July 2008


Just got done reading Sly Mongoose (which comes out in hardback August 19th), and this is the best one yet.

Set seventy-five years after Ragamuffin, a teenager who supports his family on the planet Chilo by scavenging metal from the toxic surface loses his best friend in a freak accident caused by falling debris. Someone hit the city … from space … and lived!

Who the stranger is, why he’s there, and what he’s running from lead to Tobias Buckell’s wildest SF adventure novel yet, as well as his best-developed characters and plot of the three. If you liked the others, you’ll love this one. He just gets better with every book.

Highly recommended.

They have the novel on preorder at Amazon. For more information, visit Tobias Buckell Online.

Thumbs down on The Test of Time. But some good comments.

Just sent out The Test of Time query to the L. Perkins Agency (scroll down to the next post for the details on why now). If anything, at least I’ll get a bit of feedback on writing queries.

/deepCleansingBreath

Wish me luck.

Personalized rejections from L. Perkins Agency, for a limited time only.

I’m wondering if there’s something wrong with me to be so excited about this. But, hell, this seems full of win-win.

Simply amazing.

Push a guy hard enough and his true self will come out. There’s ugly in everyone, I guess, even the most ‘enlightened’.

I fucked up big time yesterday. I let my privileged self slobber all over the damn place — someone else’s damn place, worse yet. No, I’m not going into details. If you were there, you know.

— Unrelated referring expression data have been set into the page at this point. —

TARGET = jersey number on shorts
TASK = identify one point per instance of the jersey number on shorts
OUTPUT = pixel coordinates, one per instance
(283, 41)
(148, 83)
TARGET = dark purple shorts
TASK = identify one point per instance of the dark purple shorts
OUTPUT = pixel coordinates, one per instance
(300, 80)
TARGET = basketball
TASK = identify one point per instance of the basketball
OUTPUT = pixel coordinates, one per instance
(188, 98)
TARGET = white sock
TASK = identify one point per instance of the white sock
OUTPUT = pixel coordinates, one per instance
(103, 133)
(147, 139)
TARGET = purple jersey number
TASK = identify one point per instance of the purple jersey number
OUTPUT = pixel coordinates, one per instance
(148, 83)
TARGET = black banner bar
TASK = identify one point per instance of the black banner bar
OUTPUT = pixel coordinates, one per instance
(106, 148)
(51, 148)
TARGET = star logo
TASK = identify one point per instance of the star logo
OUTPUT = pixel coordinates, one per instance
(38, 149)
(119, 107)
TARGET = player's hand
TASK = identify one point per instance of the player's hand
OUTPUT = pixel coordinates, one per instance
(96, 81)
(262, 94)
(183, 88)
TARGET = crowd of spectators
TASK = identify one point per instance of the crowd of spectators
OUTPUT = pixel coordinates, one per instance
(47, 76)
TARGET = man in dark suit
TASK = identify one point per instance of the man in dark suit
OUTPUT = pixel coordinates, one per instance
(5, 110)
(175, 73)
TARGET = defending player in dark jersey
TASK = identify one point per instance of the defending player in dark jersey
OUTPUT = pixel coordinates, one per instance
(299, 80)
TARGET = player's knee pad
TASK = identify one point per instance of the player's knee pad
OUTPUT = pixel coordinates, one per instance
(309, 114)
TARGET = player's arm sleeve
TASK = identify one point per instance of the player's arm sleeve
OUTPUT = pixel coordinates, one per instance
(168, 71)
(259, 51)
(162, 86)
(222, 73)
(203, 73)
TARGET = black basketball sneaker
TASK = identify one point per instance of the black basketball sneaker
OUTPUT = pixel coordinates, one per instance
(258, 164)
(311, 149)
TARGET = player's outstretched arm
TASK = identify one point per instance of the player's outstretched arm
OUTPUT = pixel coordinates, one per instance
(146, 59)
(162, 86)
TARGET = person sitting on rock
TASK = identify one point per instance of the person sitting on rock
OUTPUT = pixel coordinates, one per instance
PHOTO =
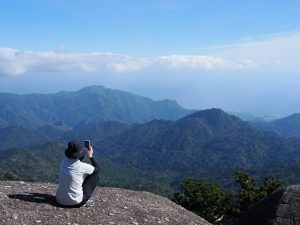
(77, 180)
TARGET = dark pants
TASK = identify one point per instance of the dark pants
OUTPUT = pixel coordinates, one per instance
(88, 186)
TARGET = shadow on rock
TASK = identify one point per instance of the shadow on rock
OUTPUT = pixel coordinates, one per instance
(36, 197)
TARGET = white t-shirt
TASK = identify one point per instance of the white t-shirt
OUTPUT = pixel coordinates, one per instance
(71, 177)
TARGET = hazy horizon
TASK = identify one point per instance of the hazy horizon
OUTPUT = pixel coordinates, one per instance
(235, 55)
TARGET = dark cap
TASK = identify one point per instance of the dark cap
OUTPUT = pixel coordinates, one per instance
(75, 149)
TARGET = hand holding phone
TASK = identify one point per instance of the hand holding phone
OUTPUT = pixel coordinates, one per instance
(87, 144)
(90, 150)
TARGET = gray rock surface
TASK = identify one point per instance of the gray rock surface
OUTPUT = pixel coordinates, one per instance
(34, 203)
(279, 208)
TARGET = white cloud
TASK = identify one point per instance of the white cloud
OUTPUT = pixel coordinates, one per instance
(204, 62)
(279, 49)
(17, 62)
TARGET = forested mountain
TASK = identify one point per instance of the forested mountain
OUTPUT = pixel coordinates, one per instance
(287, 126)
(156, 155)
(88, 105)
(18, 138)
(204, 141)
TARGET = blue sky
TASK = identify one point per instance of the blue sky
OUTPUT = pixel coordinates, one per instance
(238, 55)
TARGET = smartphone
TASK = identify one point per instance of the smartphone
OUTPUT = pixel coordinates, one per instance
(87, 143)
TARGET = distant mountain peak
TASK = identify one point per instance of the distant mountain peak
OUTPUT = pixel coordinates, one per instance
(213, 115)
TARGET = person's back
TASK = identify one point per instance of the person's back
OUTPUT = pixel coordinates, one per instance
(77, 180)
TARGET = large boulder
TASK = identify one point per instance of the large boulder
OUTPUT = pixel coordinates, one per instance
(279, 208)
(34, 203)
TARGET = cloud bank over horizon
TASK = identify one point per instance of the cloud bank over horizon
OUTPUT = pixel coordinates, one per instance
(278, 50)
(249, 76)
(17, 62)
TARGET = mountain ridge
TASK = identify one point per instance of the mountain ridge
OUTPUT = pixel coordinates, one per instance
(87, 105)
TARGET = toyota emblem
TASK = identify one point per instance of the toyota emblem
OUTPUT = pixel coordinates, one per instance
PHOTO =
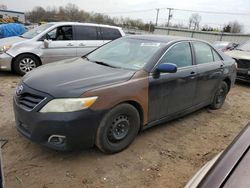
(19, 90)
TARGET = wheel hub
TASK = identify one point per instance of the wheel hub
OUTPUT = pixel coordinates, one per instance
(221, 96)
(119, 129)
(27, 64)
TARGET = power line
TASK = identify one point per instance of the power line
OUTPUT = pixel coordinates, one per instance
(214, 12)
(157, 16)
(128, 12)
(177, 9)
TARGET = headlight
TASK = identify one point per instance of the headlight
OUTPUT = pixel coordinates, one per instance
(68, 105)
(5, 48)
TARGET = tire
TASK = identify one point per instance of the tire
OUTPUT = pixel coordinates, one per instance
(220, 96)
(25, 63)
(118, 129)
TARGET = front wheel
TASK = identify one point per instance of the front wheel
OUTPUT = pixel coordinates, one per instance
(220, 96)
(25, 63)
(118, 128)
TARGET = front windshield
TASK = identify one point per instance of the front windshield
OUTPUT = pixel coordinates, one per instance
(126, 53)
(34, 32)
(220, 45)
(244, 47)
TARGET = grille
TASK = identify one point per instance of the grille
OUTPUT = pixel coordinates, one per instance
(244, 64)
(29, 101)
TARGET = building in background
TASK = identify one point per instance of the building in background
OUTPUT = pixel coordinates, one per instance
(8, 16)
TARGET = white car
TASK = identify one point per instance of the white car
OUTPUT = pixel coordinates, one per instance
(53, 42)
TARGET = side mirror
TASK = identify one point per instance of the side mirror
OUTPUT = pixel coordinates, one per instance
(46, 43)
(167, 68)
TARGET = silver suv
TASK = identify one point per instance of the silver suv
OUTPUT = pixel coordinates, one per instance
(53, 42)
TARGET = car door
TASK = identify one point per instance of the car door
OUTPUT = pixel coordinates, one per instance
(87, 39)
(170, 93)
(61, 44)
(209, 71)
(109, 34)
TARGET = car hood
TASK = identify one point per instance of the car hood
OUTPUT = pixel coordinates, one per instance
(71, 78)
(11, 40)
(237, 54)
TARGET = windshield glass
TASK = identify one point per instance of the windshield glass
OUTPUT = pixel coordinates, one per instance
(126, 53)
(34, 32)
(244, 46)
(221, 44)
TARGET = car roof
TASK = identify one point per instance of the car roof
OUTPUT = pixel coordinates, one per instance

But if you haven’t figured it out, I have a mental problem (I like to call it a psychiatric disability), and yesterday I was about as low as I’ve been in months. Ready to give up the whole trying-to-be-published shit, because I have this huge Achilles heel that never seems to let go. Namely, me. I can just see it now: get published, and then do some godawful thing or say something completely … WRONG … and ruin everything.

But I didn’t binge or get drunk or scream at my spouse or children or hit anyone or do any of the other fucked-up things I’ve done in the past. So that was encouraging. I ranted on my LJ (thanks to you few who read it, sorry to rant at you, but you’re the only ones I trusted with it right then), went out and pulled weeds and pulled onions and yeah, shed a few pissed-off tears, and felt better. I was all set to quit, though. Not writing, but publishing, even this blog. I was done. I even had the post all set up in my mind to write on here.

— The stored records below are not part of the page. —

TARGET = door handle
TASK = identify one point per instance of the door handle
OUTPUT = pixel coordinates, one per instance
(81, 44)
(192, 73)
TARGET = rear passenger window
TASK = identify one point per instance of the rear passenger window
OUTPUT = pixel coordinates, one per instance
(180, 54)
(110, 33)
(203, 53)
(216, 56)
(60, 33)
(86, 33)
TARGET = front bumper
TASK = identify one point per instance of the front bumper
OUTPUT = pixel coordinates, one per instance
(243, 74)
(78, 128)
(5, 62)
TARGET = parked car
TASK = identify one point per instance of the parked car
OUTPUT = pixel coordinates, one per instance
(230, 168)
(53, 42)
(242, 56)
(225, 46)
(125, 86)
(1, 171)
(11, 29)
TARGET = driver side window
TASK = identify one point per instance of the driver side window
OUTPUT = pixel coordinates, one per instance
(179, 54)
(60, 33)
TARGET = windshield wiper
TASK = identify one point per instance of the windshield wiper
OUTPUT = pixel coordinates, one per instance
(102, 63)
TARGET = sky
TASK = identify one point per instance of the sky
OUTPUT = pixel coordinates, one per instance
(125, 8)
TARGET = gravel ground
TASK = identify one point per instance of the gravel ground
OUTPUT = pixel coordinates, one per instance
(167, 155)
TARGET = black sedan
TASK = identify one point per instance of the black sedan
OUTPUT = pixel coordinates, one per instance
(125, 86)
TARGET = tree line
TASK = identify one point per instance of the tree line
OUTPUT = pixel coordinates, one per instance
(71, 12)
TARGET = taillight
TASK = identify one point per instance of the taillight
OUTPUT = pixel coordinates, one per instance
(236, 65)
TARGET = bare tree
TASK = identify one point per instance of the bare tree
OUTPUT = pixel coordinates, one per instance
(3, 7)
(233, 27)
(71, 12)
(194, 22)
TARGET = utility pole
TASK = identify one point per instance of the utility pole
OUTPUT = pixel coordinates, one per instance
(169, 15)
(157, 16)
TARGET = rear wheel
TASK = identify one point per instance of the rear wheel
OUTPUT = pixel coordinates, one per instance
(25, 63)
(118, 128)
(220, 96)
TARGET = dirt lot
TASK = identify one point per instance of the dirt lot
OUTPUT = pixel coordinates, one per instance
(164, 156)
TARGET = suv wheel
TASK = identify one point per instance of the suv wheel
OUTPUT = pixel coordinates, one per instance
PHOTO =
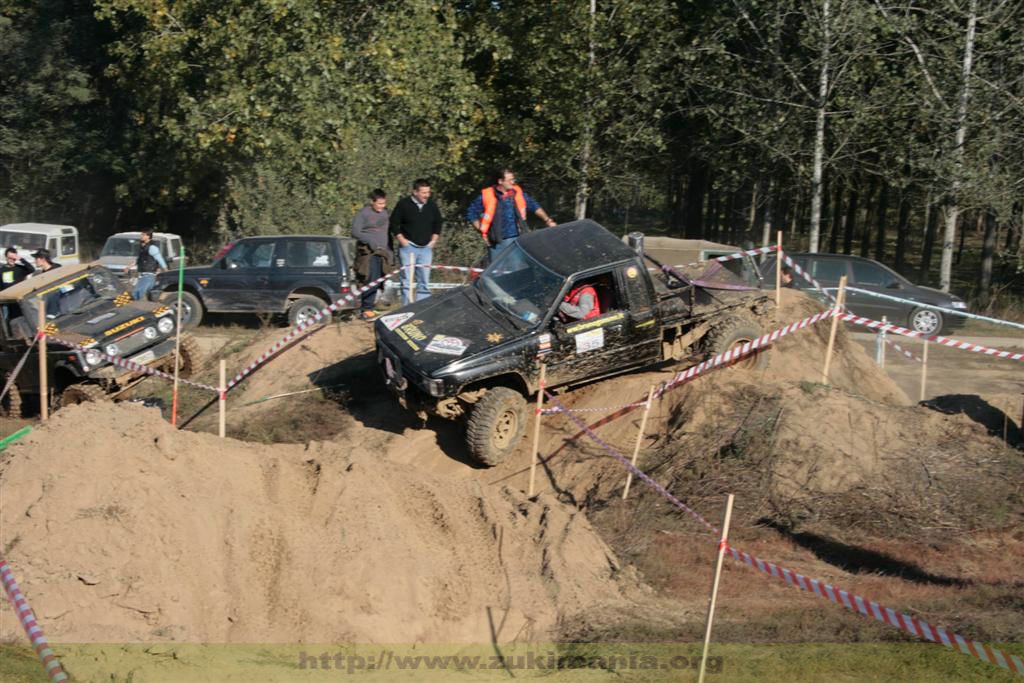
(926, 321)
(303, 309)
(192, 309)
(496, 425)
(733, 332)
(82, 393)
(10, 407)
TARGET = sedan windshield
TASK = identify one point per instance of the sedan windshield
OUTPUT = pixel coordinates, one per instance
(518, 286)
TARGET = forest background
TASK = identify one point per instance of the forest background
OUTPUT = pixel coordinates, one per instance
(886, 128)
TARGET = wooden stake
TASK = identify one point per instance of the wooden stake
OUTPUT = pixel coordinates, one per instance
(840, 300)
(44, 403)
(537, 427)
(778, 273)
(924, 371)
(636, 449)
(222, 398)
(714, 589)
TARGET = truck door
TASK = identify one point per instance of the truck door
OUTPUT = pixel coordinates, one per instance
(598, 346)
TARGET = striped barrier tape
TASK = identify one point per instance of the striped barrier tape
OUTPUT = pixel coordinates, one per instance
(806, 275)
(944, 341)
(942, 309)
(720, 359)
(904, 351)
(132, 366)
(870, 608)
(303, 327)
(31, 626)
(853, 602)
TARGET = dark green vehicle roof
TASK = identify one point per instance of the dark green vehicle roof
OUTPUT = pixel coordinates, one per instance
(574, 247)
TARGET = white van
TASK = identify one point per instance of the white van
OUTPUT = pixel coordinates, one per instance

But then I slept on it (always a good idea for me not to get impulsive), and did all the day things I get to do as the one who stays home with kids. They’re teenagers, so it’s not bad having them home over the summer. I guess I’m one of the few people who likes their kids.

And yet I still felt so pissed about the unfairness of it all that I went and spent several hours on Wikipedia this morning making this. I really felt better after that.

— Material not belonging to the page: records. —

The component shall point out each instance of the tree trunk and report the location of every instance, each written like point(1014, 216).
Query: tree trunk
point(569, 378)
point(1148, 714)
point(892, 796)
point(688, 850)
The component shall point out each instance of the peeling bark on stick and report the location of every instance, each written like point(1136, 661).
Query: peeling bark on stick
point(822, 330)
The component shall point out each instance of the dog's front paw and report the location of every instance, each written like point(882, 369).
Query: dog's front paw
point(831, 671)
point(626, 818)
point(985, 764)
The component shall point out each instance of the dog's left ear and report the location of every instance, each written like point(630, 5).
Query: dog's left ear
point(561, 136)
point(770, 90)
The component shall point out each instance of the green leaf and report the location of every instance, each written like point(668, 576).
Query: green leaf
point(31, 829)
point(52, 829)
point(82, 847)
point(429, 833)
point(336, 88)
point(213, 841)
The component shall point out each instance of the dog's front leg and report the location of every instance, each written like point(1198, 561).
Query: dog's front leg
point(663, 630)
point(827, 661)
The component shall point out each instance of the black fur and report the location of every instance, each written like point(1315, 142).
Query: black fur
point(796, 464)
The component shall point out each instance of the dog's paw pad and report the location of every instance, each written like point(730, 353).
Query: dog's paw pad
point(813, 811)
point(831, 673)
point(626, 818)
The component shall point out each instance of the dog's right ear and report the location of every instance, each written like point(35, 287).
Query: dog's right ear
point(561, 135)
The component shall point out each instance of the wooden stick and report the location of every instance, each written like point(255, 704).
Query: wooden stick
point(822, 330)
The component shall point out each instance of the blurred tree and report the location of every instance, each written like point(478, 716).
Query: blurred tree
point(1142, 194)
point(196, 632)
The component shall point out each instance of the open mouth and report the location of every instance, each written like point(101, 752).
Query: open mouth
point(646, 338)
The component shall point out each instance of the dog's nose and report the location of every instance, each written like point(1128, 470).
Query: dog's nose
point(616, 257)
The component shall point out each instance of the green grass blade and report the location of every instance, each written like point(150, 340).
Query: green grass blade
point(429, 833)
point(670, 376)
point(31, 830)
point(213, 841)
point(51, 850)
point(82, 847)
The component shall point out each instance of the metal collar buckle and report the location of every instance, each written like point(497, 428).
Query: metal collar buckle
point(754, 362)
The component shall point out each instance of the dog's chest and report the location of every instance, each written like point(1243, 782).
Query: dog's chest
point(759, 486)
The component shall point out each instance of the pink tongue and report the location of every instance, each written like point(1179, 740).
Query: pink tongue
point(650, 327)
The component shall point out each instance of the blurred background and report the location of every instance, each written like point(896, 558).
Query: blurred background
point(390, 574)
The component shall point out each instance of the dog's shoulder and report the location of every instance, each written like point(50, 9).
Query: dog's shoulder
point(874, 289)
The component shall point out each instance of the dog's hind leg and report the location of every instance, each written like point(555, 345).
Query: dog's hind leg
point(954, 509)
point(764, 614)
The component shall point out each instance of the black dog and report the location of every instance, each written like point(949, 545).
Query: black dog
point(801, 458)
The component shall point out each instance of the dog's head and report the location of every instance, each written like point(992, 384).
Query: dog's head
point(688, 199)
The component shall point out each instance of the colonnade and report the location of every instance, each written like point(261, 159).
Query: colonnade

Then I went back to face the music and the man apologizes to me.

Well, that was different.

So I go back here looking for something and read a bunch of old posts, and thought, “hey, this isn’t all that bad”. And then a buddy of mine came on IM after reading my rant on LJ and made me laugh, and I think I’m okay.

Perfection and I are not in the same space-time continuum, but maybe this can work anyway.

I just added this store through Amazon.com (if you look over at the sidebar, it’s under “Take a look!”). Tell me what you think. Are there any categories you’d like to see up there? Or would it be more helpful if it were only things I’ve read? Never done one of these before…

Edit: I’m not happy with this, going to take it down and fix it.